After several years of battling recurring infections, the last thing a patient and her doctors ever expected was that the cause of her problems might actually help millions live longer, more active lives. Now, researchers have high hopes because Edward Goetzl and his colleagues from the University of California and The Ohio State University discovered that the patient made a unique antibody to her own T cells, the cells that mediate much of autoimmunity. Acting on the surface of T cells via a novel mechanism, the antibody reduced the number of T cells in her blood stream: a result that usually requires a host of "immunosuppressive" and possibly toxic drugs. Their research discovery, published online in The FASEB Journal, may lead to entirely new therapies for a wide range of autoimmune disorders, such as colitis, lupus, rheumatoid arthritis, inflammatory bowel disease, and multiple sclerosis, as well as new ways to prevent transplant rejection.

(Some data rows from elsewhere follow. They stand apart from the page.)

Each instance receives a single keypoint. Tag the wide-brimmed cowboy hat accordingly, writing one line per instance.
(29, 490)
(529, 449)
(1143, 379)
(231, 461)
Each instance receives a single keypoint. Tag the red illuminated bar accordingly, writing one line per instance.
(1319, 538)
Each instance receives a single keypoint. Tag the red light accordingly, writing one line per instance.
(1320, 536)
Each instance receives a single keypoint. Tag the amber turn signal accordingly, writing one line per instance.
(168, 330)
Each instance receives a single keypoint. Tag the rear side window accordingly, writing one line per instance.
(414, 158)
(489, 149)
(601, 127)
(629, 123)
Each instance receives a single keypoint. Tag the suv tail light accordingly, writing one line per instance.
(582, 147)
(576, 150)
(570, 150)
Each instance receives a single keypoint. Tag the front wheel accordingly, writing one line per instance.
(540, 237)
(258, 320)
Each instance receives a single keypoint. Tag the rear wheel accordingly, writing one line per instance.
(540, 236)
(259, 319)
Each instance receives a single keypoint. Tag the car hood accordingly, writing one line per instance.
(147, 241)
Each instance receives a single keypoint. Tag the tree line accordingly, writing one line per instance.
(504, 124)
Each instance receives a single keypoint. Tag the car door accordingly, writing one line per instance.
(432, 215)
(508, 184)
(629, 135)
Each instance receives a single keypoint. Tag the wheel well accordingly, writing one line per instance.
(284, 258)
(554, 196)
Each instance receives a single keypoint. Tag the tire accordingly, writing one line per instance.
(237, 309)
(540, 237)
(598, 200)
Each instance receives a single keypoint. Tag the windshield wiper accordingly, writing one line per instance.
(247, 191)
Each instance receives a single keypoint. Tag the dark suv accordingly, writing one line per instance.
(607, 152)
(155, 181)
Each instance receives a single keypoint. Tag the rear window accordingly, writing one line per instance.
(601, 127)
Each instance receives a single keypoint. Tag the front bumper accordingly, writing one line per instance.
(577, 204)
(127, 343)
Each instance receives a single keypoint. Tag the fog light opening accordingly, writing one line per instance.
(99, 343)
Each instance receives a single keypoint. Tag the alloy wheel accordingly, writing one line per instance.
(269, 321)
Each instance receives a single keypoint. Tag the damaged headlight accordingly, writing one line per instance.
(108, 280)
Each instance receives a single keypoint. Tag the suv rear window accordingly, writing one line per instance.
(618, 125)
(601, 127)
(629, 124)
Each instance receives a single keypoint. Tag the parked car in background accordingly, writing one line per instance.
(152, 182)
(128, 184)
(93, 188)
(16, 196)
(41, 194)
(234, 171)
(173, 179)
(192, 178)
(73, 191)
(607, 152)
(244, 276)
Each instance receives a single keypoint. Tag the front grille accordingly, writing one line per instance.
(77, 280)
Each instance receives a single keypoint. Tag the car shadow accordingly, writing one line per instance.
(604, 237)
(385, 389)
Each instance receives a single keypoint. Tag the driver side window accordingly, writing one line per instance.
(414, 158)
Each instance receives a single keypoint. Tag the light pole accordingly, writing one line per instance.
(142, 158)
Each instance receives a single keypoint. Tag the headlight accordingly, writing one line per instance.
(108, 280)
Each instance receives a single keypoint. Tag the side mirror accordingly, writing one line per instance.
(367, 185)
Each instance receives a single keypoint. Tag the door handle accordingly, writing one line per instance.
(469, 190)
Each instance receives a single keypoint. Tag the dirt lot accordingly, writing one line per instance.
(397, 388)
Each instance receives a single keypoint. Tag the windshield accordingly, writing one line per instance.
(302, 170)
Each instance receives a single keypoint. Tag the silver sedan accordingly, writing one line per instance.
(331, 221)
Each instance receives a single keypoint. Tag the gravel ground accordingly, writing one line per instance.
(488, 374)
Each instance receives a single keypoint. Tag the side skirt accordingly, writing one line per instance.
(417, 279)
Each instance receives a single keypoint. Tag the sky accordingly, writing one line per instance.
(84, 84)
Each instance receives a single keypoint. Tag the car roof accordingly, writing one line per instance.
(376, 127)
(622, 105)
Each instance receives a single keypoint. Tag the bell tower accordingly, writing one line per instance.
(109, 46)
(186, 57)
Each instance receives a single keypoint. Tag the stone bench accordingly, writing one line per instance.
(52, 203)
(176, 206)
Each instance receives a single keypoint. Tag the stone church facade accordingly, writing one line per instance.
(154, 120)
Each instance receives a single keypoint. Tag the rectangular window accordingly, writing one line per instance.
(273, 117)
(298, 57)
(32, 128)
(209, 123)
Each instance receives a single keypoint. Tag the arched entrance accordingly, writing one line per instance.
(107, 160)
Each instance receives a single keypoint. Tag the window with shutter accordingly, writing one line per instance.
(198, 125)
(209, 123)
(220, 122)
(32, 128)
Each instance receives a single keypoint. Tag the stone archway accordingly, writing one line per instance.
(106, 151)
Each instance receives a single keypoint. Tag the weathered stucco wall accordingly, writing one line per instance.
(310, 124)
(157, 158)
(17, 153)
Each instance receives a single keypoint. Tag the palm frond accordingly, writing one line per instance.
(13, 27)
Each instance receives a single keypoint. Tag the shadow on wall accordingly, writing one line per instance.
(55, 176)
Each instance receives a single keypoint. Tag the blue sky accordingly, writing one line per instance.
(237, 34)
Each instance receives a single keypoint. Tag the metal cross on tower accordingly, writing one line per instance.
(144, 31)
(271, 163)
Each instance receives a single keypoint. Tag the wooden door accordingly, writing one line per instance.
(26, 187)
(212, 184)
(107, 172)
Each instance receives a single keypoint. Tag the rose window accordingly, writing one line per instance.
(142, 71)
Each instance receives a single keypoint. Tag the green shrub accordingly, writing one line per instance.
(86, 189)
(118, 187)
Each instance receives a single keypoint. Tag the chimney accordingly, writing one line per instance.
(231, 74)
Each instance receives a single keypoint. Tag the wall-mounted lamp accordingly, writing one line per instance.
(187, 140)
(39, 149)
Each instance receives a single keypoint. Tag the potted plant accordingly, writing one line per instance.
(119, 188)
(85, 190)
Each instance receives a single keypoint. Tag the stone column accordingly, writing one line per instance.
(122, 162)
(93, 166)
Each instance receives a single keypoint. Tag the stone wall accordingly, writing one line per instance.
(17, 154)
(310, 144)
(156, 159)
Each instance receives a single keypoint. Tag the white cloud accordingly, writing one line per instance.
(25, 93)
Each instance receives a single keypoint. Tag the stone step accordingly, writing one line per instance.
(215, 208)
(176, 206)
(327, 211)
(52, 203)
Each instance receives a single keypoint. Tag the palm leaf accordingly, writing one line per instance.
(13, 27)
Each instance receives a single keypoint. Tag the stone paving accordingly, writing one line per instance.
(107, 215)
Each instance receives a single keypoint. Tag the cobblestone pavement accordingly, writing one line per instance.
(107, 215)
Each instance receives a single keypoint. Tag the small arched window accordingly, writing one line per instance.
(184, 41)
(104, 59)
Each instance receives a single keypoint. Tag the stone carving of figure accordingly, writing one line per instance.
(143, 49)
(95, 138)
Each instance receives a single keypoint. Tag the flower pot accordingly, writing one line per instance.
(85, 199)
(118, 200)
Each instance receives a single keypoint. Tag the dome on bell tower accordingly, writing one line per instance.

"The possibility that these antibodies can be used to treat diverse autoimmune diseases with minimal risk of infections represents a new horizon for reversing these disabling and often fatal conditions," said Edward Goetzl, a senior researcher involved in the study.
In the research report, Goetzl and colleagues explain how they discovered that the antibodies produced by this patient blocked the sphingosine 1-phosphate (S1P) receptor on T cells. The S1P receptor is a cell-surface antenna that receives signals telling T cells to leave the lymph nodes and patrol the body. When this antenna was disabled, the T cells failed to leave the lymph nodes (chemotaxis), reducing their numbers in the bloodstream. Taking this discovery one step further, the researchers created more of the patient's antibodies in the laboratory and gave them to mice with colitis (an autoimmune disorder). After receiving the antibodies, symptoms of colitis were reduced.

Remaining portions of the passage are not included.